R rpms
rpms is an implementation of decision trees and random forests for R.
Installation
install.packages('rpms')
Usage
A model is trained like:
tree <- rpms(y ~ va + vb + vc, data=data)
Note that the dependent variable (y in the above example) must be numeric; it being any other class leads to error messages like "'list' object cannot be coerced to type 'double'".
Partitions are determined through randomized permutation and hypothesis tests.
Using a trained model, the predicted clusters can be attached to a (new) dataset like:
data$node <- end_nodes(tree, newdata=data)

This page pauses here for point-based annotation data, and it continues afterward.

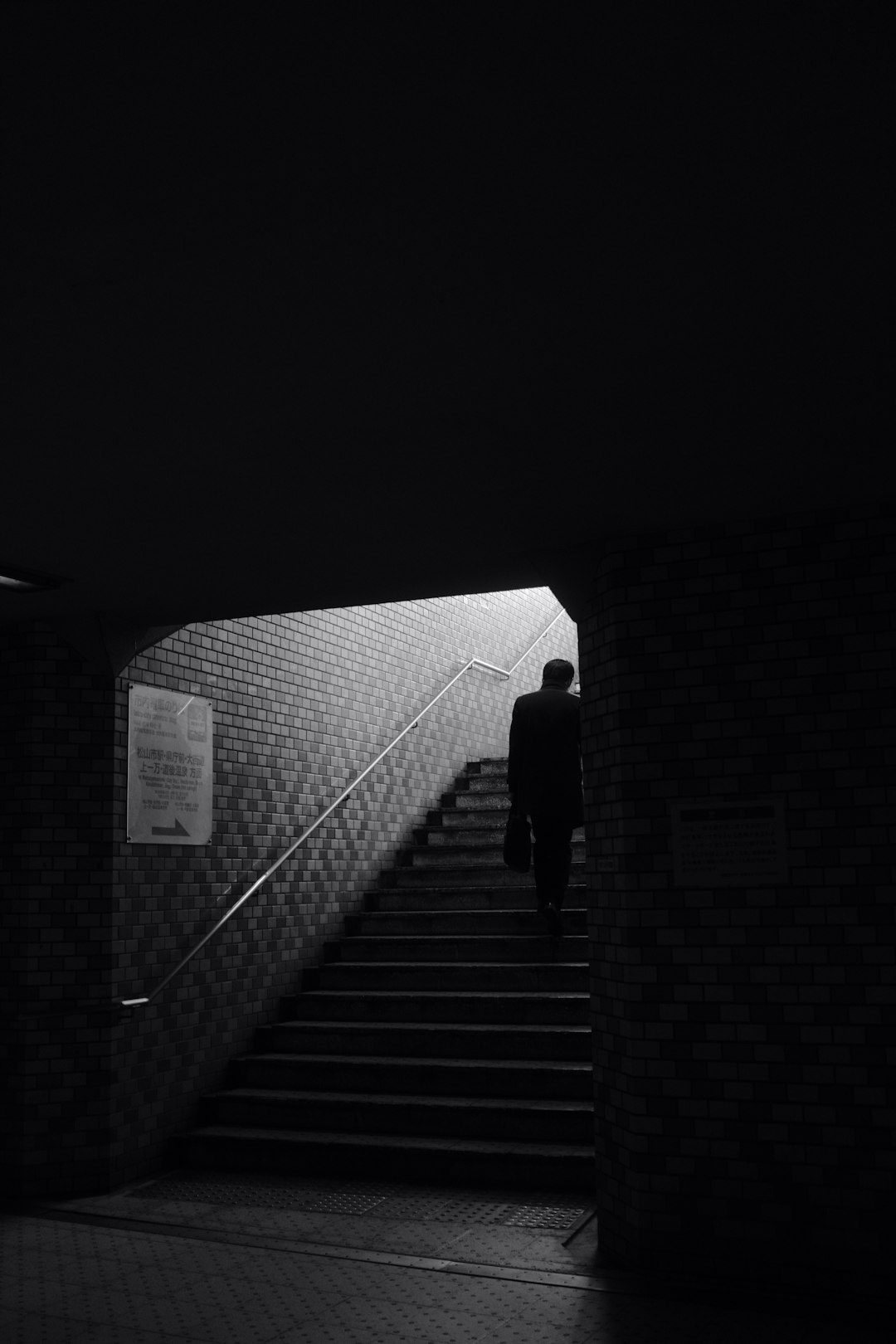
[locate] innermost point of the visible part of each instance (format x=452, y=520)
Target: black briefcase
x=518, y=843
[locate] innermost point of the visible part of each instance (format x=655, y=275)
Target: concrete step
x=490, y=1007
x=425, y=1040
x=455, y=817
x=494, y=898
x=489, y=852
x=441, y=869
x=481, y=784
x=430, y=1160
x=533, y=977
x=525, y=947
x=550, y=1079
x=458, y=923
x=481, y=801
x=371, y=1113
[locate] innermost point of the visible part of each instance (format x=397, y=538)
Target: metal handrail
x=490, y=667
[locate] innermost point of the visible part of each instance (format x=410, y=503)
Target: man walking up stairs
x=544, y=778
x=445, y=1038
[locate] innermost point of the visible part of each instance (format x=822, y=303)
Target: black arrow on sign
x=171, y=830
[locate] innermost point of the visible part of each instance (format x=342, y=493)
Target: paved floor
x=442, y=1266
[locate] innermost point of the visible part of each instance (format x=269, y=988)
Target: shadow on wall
x=301, y=704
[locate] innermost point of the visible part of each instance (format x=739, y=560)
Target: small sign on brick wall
x=737, y=843
x=169, y=767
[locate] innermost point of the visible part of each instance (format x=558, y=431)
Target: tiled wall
x=743, y=1035
x=301, y=704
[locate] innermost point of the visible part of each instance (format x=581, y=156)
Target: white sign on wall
x=169, y=767
x=728, y=845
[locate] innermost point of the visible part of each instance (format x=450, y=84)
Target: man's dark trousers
x=551, y=858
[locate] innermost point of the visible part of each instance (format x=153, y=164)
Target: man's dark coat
x=544, y=772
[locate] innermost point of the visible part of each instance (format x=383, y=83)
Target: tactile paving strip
x=379, y=1199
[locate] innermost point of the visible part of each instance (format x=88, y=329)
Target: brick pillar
x=56, y=916
x=743, y=1034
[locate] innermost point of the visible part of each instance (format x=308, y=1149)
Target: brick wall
x=56, y=914
x=301, y=704
x=743, y=1035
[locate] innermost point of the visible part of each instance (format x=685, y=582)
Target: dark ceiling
x=306, y=314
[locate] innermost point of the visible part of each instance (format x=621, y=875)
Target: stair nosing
x=416, y=1060
x=293, y=1094
x=430, y=1142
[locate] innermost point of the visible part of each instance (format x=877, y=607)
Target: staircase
x=444, y=1040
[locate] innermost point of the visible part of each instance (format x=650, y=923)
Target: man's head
x=558, y=672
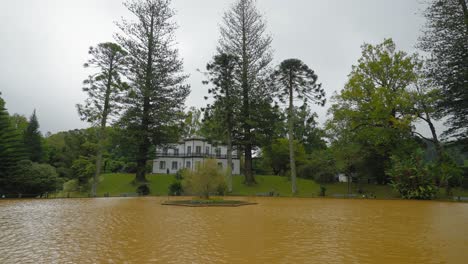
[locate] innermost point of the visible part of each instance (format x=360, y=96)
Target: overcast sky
x=44, y=43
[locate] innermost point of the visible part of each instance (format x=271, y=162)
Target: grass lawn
x=119, y=184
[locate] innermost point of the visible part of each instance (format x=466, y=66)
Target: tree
x=33, y=139
x=375, y=105
x=155, y=103
x=425, y=99
x=11, y=149
x=34, y=179
x=204, y=180
x=445, y=38
x=225, y=92
x=277, y=156
x=104, y=91
x=306, y=129
x=192, y=122
x=243, y=35
x=295, y=80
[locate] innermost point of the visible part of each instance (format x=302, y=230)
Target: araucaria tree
x=445, y=38
x=11, y=150
x=295, y=80
x=243, y=34
x=157, y=92
x=104, y=90
x=33, y=139
x=225, y=92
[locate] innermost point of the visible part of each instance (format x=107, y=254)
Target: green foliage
x=192, y=123
x=180, y=174
x=276, y=155
x=323, y=190
x=412, y=178
x=71, y=186
x=83, y=169
x=306, y=129
x=243, y=35
x=105, y=88
x=11, y=149
x=445, y=38
x=374, y=112
x=143, y=190
x=157, y=91
x=204, y=180
x=176, y=188
x=35, y=179
x=320, y=166
x=33, y=139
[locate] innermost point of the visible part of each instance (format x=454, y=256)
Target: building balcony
x=194, y=155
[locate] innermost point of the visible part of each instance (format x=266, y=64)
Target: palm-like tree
x=294, y=80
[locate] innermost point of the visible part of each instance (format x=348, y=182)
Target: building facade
x=190, y=153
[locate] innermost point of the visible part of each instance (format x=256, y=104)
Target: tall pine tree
x=157, y=91
x=33, y=139
x=11, y=149
x=243, y=34
x=445, y=38
x=105, y=90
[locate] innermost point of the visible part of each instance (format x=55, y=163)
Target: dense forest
x=137, y=88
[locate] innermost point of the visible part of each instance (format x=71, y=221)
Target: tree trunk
x=465, y=12
x=102, y=130
x=229, y=145
x=142, y=155
x=291, y=140
x=249, y=178
x=229, y=165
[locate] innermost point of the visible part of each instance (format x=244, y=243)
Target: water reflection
x=281, y=230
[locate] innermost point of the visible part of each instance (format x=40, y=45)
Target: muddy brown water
x=277, y=230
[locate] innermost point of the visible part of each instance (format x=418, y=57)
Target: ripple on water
x=140, y=230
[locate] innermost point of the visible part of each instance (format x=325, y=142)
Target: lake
x=277, y=230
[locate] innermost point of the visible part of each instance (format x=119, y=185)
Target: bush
x=205, y=180
x=222, y=189
x=143, y=190
x=71, y=186
x=130, y=167
x=180, y=174
x=176, y=189
x=83, y=169
x=115, y=166
x=412, y=178
x=35, y=179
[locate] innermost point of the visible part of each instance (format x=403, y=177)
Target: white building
x=190, y=153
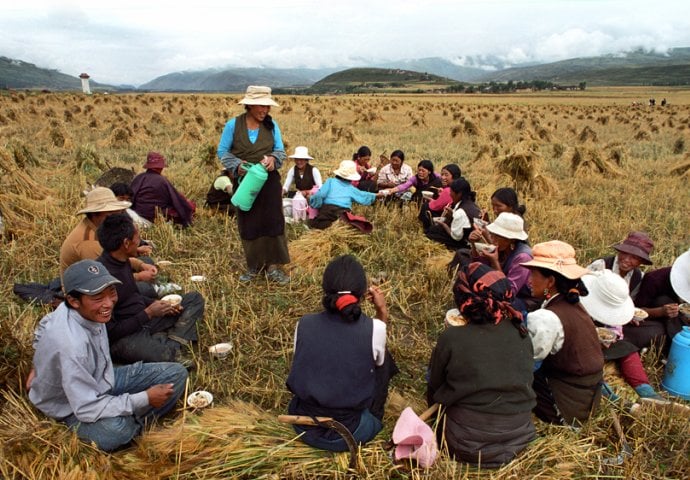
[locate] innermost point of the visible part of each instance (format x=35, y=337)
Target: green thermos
x=249, y=187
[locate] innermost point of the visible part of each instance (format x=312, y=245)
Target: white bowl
x=220, y=350
x=640, y=315
x=199, y=399
x=173, y=299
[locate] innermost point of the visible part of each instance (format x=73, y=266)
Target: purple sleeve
x=518, y=275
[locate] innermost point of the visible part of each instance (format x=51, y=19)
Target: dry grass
x=48, y=157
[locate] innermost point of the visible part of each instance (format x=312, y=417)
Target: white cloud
x=132, y=41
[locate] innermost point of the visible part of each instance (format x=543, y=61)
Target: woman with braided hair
x=341, y=367
x=568, y=382
x=482, y=372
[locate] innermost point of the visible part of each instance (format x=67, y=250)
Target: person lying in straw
x=341, y=367
x=75, y=381
x=482, y=372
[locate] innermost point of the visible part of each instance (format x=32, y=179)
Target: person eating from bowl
x=434, y=207
x=507, y=252
x=75, y=381
x=482, y=372
x=568, y=382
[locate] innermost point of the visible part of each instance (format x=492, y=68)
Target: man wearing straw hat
x=74, y=380
x=250, y=138
x=82, y=243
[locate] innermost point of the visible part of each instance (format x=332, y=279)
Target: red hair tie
x=345, y=300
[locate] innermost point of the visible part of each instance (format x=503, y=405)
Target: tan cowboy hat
x=102, y=199
x=556, y=256
x=256, y=95
x=508, y=225
x=301, y=152
x=347, y=170
x=680, y=276
x=609, y=299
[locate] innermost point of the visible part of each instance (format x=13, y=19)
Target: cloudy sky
x=134, y=41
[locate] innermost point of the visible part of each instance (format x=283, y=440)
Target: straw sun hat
x=556, y=256
x=680, y=276
x=102, y=199
x=301, y=152
x=347, y=170
x=257, y=95
x=508, y=225
x=609, y=300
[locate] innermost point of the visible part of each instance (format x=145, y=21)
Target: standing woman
x=568, y=383
x=247, y=139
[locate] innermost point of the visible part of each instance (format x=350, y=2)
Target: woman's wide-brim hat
x=638, y=244
x=155, y=160
x=347, y=170
x=608, y=301
x=257, y=95
x=102, y=199
x=556, y=256
x=680, y=276
x=301, y=152
x=508, y=225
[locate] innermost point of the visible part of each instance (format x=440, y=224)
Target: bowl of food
x=454, y=318
x=199, y=399
x=484, y=247
x=172, y=299
x=220, y=350
x=606, y=336
x=640, y=315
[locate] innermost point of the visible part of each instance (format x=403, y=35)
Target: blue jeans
x=113, y=432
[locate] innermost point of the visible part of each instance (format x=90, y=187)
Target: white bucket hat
x=609, y=299
x=258, y=96
x=347, y=170
x=680, y=276
x=301, y=152
x=508, y=225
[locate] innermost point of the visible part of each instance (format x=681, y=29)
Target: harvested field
x=589, y=166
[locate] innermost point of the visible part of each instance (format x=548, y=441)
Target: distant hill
x=235, y=79
x=361, y=80
x=437, y=66
x=634, y=68
x=23, y=75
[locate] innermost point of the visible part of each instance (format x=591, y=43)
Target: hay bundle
x=587, y=134
x=318, y=247
x=679, y=146
x=87, y=158
x=588, y=160
x=23, y=156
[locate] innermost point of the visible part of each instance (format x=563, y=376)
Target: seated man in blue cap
x=74, y=380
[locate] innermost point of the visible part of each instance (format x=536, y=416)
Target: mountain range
x=632, y=68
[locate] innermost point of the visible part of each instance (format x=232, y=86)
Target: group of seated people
x=530, y=313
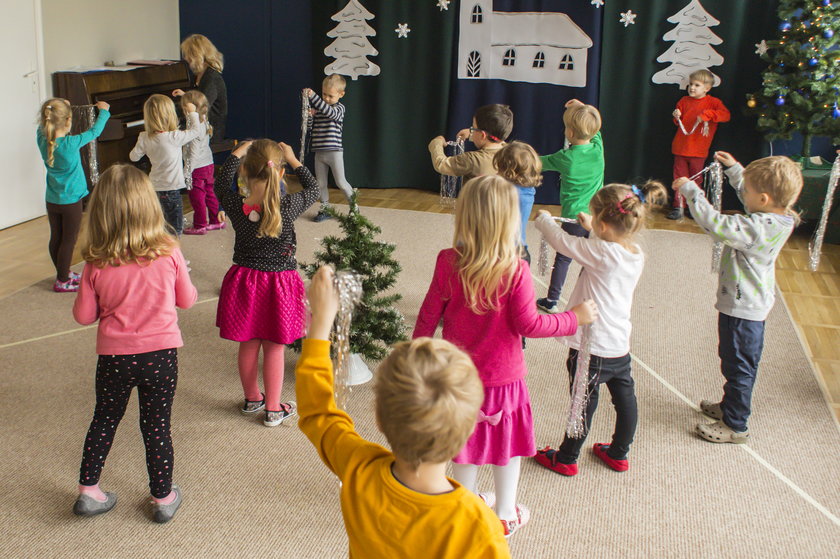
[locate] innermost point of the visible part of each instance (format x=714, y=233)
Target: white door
x=21, y=168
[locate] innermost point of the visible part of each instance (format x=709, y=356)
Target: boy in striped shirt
x=326, y=120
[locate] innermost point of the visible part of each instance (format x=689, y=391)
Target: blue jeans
x=739, y=348
x=173, y=209
x=561, y=262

Similarly, the predicted outcomes (which are uniform within a predicted cluster) can be attached to a (new) dataset like:
data$prediction <- predict(tree, newdata=data)
Options for Complex Survey Design
The hypothesis tests used in this package support complex survey designs.
tree <- rpms(y ~ va + vb + vc, data=data, weights=~wtvar, strata=~stratavar, cluster=~clustervar)
Given clusters, the trees are permuted in a 2 step algorithm: first across clusters and then within clusters. This algorithm does not perform well when the clusters are significantly varying in (effective) size.
Visualization
To plot a specific partition, try:
node_plot(tree, node=1, data=data)
To render the entire tree, try the qtree function. This generates LaTeX figure markup which can be rendered separately. Note that rendering the figure depends on the lscape and tikz-qtree packages being included.
Random Forests
tree <- rpms(y ~ va + vb + vc, data=data)
Uniformly random trees are generated, and then aggregated as a weighted average. The trees are weighted by inverse variance.